The treaty either gave the U.S. 23.6 million acres of Shoshone land,
according to federal officials, or it ceded only access rights,
according to tribal leaders.
In an attempt to settle the Shoshone claims and other festering
aspects of the "Indian question," President Truman in
1946 created the Indian Claims Commission, which eventually settled
more than 600 claims for an aggregate $1.5 billion.
The commission ruled in 1979 that the Western Shoshone were due
$26 million in reparations. But tribal leaders refused the money,
saying the law that created the commission made it clear the payment
would be in exchange
for any claim to the land.
The debate simmered for two decades more, with traditional Shoshone
arguing they wanted their land back, not money that would be
frittered away in a short while, and others on remote reservation
lands and in urban colonies demanding to accept the funds.

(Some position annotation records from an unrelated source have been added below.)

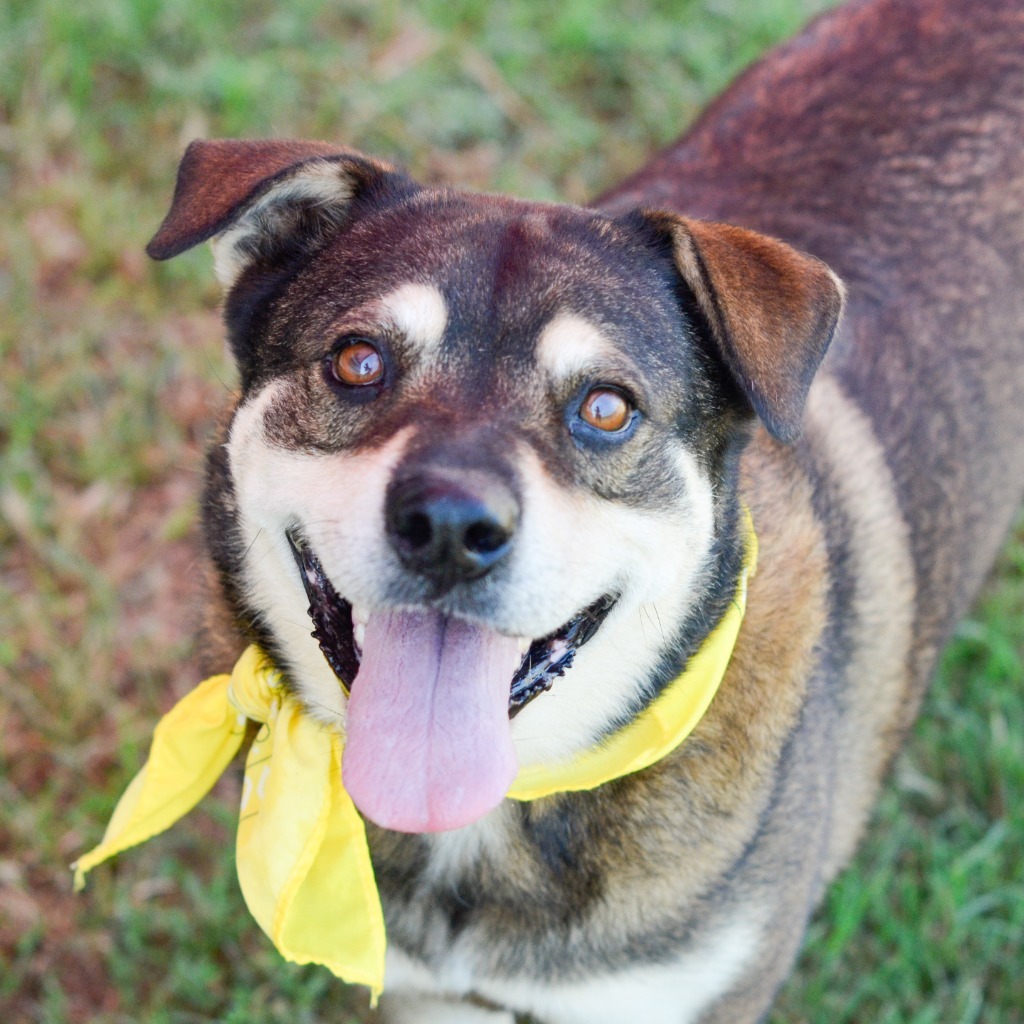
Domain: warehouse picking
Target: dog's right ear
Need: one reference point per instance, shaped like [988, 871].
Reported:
[259, 200]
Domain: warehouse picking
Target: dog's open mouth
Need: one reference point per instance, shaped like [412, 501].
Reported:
[336, 631]
[428, 747]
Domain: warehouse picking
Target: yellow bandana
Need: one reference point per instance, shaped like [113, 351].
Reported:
[302, 856]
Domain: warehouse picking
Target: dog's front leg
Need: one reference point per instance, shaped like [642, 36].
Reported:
[419, 1009]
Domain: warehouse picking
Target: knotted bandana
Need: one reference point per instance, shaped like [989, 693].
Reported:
[302, 857]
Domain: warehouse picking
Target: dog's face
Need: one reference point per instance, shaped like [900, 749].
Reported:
[489, 444]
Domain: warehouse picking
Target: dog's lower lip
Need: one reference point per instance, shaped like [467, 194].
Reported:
[339, 636]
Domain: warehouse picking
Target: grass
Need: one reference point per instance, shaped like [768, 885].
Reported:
[113, 371]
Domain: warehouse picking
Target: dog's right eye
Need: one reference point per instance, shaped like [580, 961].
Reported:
[357, 364]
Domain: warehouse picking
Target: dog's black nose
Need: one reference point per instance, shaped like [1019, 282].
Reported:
[451, 527]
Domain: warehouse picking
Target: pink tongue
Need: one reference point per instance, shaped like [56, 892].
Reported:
[428, 745]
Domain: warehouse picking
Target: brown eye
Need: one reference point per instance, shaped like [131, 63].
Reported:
[357, 365]
[606, 410]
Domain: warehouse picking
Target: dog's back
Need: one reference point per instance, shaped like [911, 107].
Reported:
[888, 139]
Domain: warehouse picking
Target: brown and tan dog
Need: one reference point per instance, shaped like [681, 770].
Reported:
[509, 443]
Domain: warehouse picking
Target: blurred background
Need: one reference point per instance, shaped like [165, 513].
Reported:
[112, 372]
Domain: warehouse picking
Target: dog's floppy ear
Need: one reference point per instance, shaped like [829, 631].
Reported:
[255, 199]
[771, 310]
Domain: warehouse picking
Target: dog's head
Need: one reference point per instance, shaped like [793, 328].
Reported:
[488, 443]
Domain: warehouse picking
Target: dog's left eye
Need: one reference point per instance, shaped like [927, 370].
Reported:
[357, 364]
[606, 410]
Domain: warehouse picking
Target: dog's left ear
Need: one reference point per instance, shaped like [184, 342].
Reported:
[263, 200]
[771, 310]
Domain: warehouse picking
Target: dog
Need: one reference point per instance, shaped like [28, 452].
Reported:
[505, 453]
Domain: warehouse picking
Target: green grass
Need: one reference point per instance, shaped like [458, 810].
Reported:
[112, 371]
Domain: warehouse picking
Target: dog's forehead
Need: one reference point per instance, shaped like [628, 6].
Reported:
[496, 270]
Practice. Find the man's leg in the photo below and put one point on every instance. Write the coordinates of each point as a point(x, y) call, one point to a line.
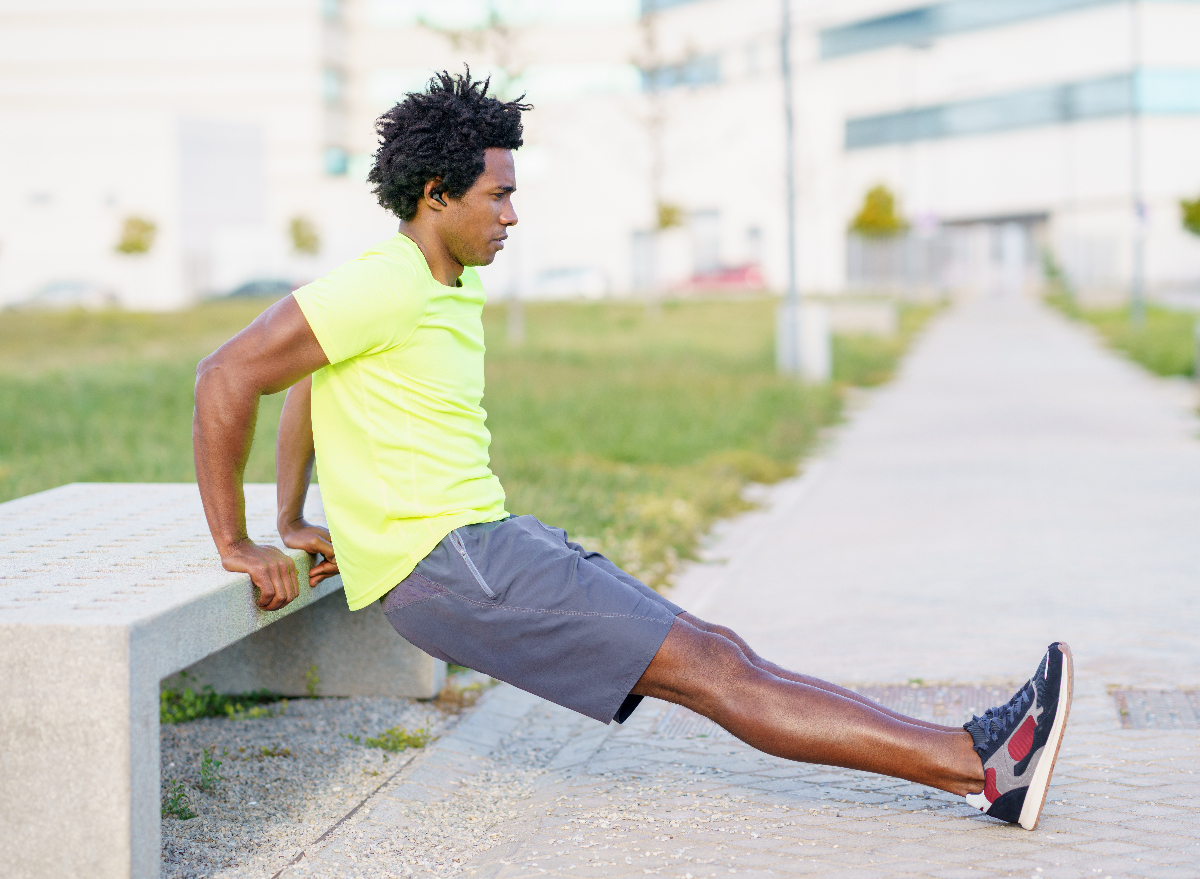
point(779, 671)
point(712, 675)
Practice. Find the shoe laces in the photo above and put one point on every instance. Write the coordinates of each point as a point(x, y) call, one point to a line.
point(997, 719)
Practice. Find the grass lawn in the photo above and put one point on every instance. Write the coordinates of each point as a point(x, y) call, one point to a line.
point(1165, 344)
point(630, 431)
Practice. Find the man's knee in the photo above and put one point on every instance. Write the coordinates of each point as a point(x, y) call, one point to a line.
point(721, 631)
point(696, 664)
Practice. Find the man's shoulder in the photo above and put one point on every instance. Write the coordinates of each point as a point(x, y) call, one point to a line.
point(391, 265)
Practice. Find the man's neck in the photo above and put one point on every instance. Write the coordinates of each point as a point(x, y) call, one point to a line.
point(444, 268)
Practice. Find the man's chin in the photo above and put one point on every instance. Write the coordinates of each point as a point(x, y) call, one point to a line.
point(480, 259)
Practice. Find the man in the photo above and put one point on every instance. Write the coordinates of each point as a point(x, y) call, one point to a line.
point(384, 359)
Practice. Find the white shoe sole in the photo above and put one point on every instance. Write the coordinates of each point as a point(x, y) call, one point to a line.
point(1039, 785)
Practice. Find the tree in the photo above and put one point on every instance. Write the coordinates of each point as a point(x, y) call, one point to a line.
point(1191, 215)
point(137, 235)
point(304, 235)
point(877, 217)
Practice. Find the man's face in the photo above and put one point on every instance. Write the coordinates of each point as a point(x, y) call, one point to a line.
point(474, 227)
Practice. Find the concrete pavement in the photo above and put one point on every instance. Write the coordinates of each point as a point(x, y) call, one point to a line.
point(1014, 485)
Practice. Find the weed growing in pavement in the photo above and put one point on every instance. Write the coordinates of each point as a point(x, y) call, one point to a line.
point(1164, 344)
point(395, 740)
point(210, 769)
point(189, 704)
point(252, 712)
point(177, 803)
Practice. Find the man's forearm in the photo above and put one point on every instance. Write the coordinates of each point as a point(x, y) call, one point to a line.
point(222, 430)
point(294, 453)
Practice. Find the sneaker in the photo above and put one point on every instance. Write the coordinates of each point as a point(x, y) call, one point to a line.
point(1019, 742)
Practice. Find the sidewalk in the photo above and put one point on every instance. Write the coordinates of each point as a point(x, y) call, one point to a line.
point(1014, 485)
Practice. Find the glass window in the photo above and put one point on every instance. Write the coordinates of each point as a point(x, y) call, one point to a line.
point(333, 83)
point(1157, 90)
point(337, 161)
point(702, 70)
point(927, 23)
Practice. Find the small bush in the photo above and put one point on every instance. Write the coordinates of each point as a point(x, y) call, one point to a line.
point(177, 803)
point(210, 770)
point(1164, 344)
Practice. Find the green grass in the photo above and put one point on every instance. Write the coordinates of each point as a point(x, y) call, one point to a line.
point(633, 432)
point(180, 703)
point(395, 740)
point(1164, 344)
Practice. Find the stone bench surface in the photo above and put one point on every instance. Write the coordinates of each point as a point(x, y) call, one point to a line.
point(138, 556)
point(105, 591)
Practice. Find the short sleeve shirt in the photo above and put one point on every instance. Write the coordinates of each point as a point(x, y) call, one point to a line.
point(396, 416)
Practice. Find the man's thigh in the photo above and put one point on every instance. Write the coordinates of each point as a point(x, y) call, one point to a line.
point(516, 602)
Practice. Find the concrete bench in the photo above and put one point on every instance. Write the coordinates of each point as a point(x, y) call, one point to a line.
point(105, 591)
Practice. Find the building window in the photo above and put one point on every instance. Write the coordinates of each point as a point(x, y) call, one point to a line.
point(337, 161)
point(927, 23)
point(333, 85)
point(1155, 91)
point(649, 6)
point(702, 70)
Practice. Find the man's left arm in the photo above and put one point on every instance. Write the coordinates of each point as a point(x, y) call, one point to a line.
point(294, 458)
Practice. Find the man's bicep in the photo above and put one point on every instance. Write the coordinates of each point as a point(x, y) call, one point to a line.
point(277, 350)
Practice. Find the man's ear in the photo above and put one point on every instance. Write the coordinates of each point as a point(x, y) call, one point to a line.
point(433, 198)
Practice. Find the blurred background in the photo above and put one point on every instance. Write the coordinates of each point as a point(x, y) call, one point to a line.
point(157, 153)
point(168, 168)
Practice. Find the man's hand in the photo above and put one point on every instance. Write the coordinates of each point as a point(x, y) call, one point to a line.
point(315, 539)
point(273, 572)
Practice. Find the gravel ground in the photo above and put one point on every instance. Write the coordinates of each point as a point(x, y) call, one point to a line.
point(286, 779)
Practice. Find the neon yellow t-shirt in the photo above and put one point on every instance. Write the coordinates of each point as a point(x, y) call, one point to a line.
point(396, 417)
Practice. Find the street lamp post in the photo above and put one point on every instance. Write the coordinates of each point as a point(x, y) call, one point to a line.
point(1138, 286)
point(787, 330)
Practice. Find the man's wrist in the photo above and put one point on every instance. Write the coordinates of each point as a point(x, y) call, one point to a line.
point(289, 522)
point(229, 545)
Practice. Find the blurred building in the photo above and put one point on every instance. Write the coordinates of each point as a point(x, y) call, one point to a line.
point(1017, 135)
point(157, 153)
point(229, 132)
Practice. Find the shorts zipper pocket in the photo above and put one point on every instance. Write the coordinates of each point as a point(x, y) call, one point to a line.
point(462, 551)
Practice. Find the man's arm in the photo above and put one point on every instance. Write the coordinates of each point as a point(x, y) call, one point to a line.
point(294, 456)
point(275, 352)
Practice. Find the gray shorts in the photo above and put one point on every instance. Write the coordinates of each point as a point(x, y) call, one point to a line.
point(517, 601)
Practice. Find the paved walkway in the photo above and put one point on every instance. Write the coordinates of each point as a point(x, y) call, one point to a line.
point(1014, 485)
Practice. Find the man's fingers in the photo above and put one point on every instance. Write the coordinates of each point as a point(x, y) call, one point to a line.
point(265, 589)
point(324, 570)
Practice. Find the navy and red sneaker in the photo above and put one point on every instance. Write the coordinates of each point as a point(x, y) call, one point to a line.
point(1019, 742)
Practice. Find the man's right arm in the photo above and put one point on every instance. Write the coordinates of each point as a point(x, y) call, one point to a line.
point(275, 352)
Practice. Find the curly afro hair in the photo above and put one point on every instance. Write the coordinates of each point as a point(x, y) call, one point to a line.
point(441, 135)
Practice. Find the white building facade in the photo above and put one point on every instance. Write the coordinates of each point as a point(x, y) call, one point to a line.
point(1015, 133)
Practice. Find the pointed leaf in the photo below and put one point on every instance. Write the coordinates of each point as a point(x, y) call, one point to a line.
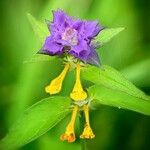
point(107, 34)
point(111, 78)
point(40, 29)
point(35, 121)
point(119, 99)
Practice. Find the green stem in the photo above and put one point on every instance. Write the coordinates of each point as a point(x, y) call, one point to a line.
point(81, 125)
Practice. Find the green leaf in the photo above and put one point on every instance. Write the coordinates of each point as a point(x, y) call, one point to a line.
point(39, 58)
point(35, 121)
point(107, 34)
point(40, 29)
point(111, 78)
point(119, 99)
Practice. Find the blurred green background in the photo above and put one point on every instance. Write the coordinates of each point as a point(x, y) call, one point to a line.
point(22, 84)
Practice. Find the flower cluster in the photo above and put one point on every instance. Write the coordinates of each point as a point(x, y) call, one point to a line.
point(73, 38)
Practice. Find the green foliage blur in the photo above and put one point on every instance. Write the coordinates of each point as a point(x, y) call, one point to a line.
point(22, 84)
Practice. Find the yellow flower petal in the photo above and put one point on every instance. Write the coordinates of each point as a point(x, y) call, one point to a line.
point(87, 132)
point(78, 93)
point(56, 84)
point(69, 135)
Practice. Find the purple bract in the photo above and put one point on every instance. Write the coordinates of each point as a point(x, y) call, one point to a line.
point(72, 36)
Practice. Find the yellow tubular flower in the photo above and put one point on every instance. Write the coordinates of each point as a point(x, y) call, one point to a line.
point(56, 84)
point(87, 132)
point(78, 93)
point(69, 135)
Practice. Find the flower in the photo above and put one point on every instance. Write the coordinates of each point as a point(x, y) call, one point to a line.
point(73, 37)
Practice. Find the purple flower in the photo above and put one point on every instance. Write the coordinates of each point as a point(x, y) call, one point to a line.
point(72, 36)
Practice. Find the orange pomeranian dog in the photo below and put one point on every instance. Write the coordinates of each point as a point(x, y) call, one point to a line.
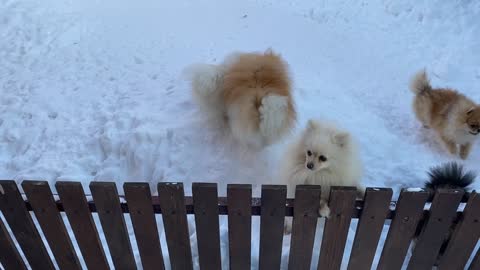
point(454, 117)
point(249, 93)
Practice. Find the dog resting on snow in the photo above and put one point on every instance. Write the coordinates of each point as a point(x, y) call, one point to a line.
point(249, 94)
point(322, 155)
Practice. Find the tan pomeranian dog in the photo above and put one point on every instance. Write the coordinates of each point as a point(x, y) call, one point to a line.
point(452, 115)
point(322, 155)
point(249, 93)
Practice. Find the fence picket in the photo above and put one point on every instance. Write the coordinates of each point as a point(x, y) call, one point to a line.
point(22, 226)
point(375, 209)
point(78, 213)
point(408, 212)
point(239, 198)
point(272, 226)
point(111, 217)
point(342, 204)
point(205, 198)
point(9, 255)
point(139, 201)
point(464, 238)
point(305, 216)
point(443, 210)
point(172, 203)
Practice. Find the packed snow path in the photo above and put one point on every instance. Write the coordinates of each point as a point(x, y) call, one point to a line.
point(93, 90)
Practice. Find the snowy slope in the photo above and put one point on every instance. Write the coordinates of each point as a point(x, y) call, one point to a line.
point(92, 90)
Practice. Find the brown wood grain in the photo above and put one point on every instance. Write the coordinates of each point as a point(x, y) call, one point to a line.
point(442, 212)
point(22, 226)
point(139, 201)
point(342, 204)
point(305, 216)
point(172, 203)
point(369, 228)
point(78, 213)
point(40, 197)
point(239, 225)
point(408, 212)
point(205, 197)
point(272, 226)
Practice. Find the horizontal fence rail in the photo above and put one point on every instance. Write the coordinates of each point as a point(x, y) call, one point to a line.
point(441, 232)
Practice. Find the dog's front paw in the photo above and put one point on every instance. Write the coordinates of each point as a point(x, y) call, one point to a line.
point(324, 211)
point(287, 227)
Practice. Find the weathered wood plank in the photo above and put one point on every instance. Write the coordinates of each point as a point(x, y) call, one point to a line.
point(408, 213)
point(272, 226)
point(9, 256)
point(22, 226)
point(78, 213)
point(40, 197)
point(342, 204)
point(442, 212)
point(239, 225)
point(369, 228)
point(172, 203)
point(105, 196)
point(205, 197)
point(305, 216)
point(464, 238)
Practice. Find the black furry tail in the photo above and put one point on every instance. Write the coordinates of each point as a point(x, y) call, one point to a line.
point(451, 176)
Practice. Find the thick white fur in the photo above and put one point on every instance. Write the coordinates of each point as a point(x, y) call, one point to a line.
point(273, 117)
point(206, 80)
point(342, 168)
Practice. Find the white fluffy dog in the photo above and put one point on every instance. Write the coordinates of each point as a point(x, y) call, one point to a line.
point(322, 155)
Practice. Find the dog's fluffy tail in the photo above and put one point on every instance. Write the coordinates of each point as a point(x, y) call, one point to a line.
point(276, 117)
point(420, 83)
point(206, 81)
point(449, 175)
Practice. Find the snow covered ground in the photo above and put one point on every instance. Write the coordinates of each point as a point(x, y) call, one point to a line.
point(92, 90)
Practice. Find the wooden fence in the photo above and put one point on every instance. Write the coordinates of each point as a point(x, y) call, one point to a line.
point(440, 221)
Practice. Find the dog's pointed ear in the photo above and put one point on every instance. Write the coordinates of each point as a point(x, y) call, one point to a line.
point(470, 110)
point(341, 139)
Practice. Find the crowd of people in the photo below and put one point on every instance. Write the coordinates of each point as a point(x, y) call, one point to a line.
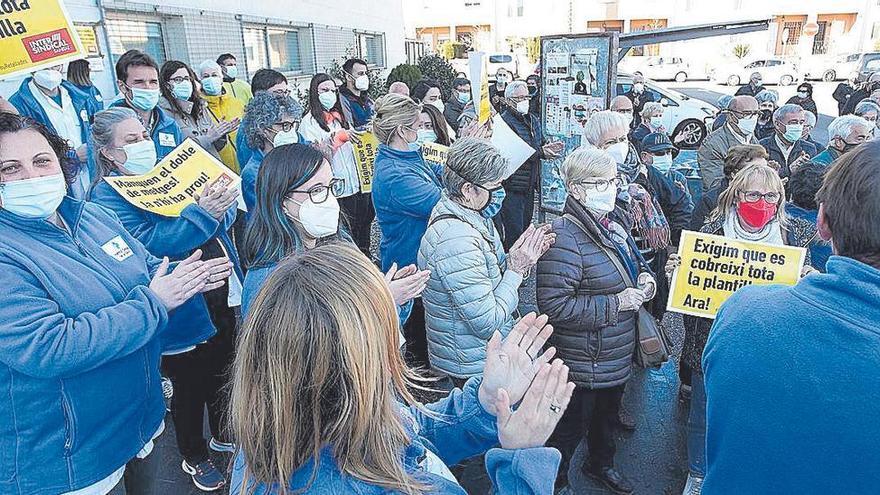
point(324, 370)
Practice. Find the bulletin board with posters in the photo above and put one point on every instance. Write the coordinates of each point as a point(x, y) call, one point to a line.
point(578, 74)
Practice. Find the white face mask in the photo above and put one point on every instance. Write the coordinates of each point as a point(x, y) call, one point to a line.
point(319, 219)
point(362, 83)
point(619, 151)
point(37, 197)
point(48, 79)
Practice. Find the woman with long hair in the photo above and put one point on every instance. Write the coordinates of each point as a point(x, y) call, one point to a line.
point(320, 399)
point(752, 208)
point(181, 99)
point(323, 121)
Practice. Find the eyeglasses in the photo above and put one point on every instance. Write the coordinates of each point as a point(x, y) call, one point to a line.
point(601, 185)
point(319, 193)
point(755, 196)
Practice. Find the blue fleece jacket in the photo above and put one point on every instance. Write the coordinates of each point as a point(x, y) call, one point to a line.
point(176, 238)
point(459, 429)
point(405, 191)
point(79, 350)
point(166, 134)
point(792, 385)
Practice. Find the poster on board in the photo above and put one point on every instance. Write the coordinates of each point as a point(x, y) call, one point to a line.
point(578, 74)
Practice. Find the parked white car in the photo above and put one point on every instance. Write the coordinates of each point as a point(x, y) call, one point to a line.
point(772, 70)
point(685, 118)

Some tribal members continued to exercise rights they claimed were
theirs, grazing cattle on land the BLM recognized as federal and
for which officials demanded grazing leases and fees.
In 1985, tribal members and sisters Mary and Carrie Dann lost
their case over cattle seized by BLM officials when the U.S.
Supreme Court. The decision said the Interior Department had settled
the claims by accepting the commission's offer on the tribe's behalf
and placing it in trust.
Since 1984, when Shoshone ranchers quit paying fees to graze their
livestock on disputed treaty lands, federal officials have levied
$2.5 million in fines against them.
In late May, Interior officials and contracted cowboys seized
162 head of cattle from two Indian owners, including Raymond
Yowell, traditional chief and spokesperson for the no-payment faction.
Just to infuse the issue with a little more irony, the disputed
lands include the site of the proposed Yucca Mountain nuclear-waste
storage site, a project opposed
by most Shoshone.
Last spring, Nevada Sen. Henry Reid said a majority of Shoshone
clearly wanted to accept the settlement, and the money that had
grown to some $138 million while in trust.
Tribal sentiment first appeared adamantly
opposed to accepting the money, an average of about $20,000
for every man, woman and child enrolled.
Criticism increased until Reid vowed to step out of the fray. Then,
tribal leaders backed the proposal, although critics threatened
to immediately depose them.
On June 4, in a tribal vote still
under protest, some 90 percent of members voted to take the
money.
It'll be interesting to see how that ends up on a license plate.